В полдень у него была встреча с очередной клиенткой. Да, вот так — из постели с Аленой в постель женщины, на которую бесплатно даже не взглянул бы. И каждый раз теперь это давалось ему все с большим и большим трудом. Так почему бы не покончить со всем разом? Ответа на этот вопрос у Стаса не было. Как будто обреченно катился по инерции в пропасть, даже не пытаясь уцепиться за что-то. Как в греческой трагедии — рок, фатум, с которым невозможно бороться. Или это были всего лишь отмазки — чтобы ничего не решать?
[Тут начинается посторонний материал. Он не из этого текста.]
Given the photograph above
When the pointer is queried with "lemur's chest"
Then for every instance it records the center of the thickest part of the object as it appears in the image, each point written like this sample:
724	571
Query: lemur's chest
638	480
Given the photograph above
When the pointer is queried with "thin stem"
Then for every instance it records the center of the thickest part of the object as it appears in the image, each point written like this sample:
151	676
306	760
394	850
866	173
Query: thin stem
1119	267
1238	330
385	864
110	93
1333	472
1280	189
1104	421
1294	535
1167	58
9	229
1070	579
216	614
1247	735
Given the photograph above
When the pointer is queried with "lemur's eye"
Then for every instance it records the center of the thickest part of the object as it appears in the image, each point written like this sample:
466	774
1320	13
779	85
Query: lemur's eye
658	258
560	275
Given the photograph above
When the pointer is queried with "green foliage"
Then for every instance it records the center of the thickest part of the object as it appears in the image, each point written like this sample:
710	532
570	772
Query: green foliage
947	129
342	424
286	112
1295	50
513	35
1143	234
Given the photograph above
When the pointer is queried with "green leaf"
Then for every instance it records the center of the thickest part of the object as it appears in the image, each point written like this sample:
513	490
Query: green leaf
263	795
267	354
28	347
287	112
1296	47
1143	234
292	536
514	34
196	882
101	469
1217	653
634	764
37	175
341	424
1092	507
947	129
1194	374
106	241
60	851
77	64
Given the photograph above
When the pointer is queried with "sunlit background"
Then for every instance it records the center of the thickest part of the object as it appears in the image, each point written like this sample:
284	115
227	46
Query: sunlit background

Выйдя от Натальи, он увидел в телефоне значок пропущенного вызова. Алена. Набрал, но номер был недоступен. По правде, не хотелось разговаривать с ней до того, как встретится с Инной. Оставалось еще почти три часа, и Стас поехал в автосервис: хоть чем-то убить время.

Она встретила его в халате, растрепанная, как будто только что встала с постели. Неужели на что-то рассчитывала?

— Давай кофе выпьем и поговорим, — предложила весело, как будто разговор предстоял забавный и приятный.

— Говори, что хотела, и я пойду, — Стас остановился в прихожей.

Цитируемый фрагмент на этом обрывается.